Çocukluğumuzda, Allah hakkında bize öğretilen en temel bilgi şu idi: "Allah ne yerde ne göktedir; O, mü'minin kalbindedir". Altmış beş yıldan beri devam eden din eğitim ve öğretimim neticesinde ulaştığım ilmî ve itikadî sonuçla da paralellik arz eden bu söylemden hareketle "İçimizdeki Allah" adını verdiğimiz elinizdeki kitapta; Allah Teâla ile insan ilişkilerini bu bakış açısıyla sunmaya çalıştık.
Ülûhiyet / Tanrı fikri, insanın ruhunda var olan aslî bir değer, fıtrî bir gerçekliktir. Öyle ki insan; tüm insânî değerlerin inşâ edicisi, öğreticisi olan yaratıcının bilgisiyle doğar. Bu, Yüce Yaratıcının insanın doğasına nakşettiği temel bir özelliktir; tıpkı akıl, basiret vb. fıtrî özellikleri gibi.

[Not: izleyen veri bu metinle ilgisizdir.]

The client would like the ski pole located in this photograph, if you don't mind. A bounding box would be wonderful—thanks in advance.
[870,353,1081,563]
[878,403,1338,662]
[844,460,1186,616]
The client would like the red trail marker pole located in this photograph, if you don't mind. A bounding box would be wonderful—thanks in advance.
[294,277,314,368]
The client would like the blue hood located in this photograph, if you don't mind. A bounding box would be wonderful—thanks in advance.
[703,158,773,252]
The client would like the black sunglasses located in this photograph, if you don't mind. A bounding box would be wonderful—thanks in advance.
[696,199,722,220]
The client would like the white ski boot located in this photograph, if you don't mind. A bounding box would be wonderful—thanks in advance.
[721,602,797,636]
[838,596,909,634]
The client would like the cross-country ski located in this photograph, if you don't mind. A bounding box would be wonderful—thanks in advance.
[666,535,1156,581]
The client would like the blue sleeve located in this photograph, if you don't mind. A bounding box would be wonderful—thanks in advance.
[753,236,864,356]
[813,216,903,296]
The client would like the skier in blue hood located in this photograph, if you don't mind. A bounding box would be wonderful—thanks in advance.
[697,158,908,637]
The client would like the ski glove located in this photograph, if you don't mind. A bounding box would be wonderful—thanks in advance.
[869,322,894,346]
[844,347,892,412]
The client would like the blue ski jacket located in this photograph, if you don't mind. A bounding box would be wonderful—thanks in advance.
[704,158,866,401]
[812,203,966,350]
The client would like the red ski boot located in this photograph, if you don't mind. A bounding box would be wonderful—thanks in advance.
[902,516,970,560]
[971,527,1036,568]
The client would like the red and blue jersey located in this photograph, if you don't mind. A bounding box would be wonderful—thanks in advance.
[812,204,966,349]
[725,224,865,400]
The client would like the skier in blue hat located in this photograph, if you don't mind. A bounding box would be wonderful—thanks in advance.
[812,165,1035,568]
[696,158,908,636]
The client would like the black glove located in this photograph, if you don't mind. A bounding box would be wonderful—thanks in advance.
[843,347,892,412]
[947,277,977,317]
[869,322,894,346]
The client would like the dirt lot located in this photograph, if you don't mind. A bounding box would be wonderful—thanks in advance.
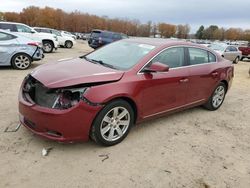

Kur'an-ı Kerim'de; "Allah'ın; yegâne yaratıcı kudret olduğuna dair delillerin/işaretlerin, insanın içinde mevcut olduğunu", (Zâriyat 51/20-21.) "Allah'ın; insanın Rabbi olduğu gerçeğini, yaratılışında onun benliğine nakşettiğini" (A'raf 7/172) bunun vahiyle de desteklendiğini, hatırlatıldığını ifade etmektedir.
Allah; hakikattir, hakikat sevgisidir, anlam ve değerdir, bütün varlığın ve doğal olayların temeli, insanî değerlerin bütünü, ulaşılmak istenen "en iyi" dir. Daima hakikati, en iyiyi arayan insan aklı ve yüreği ise bütün bunların yalnızca O'nda bulunduğuna inanır ve O'na ulaşmak, O'na sığınmak, O'nun himayesinde güvenli ve huzurlu olmak ister.
İnsan; doğal, fıtrî değerlerini koruduğu müddetçe aradığı, ulaşmak istediği o Yüce kudreti içinde, kendisini de güvende hissedecektir.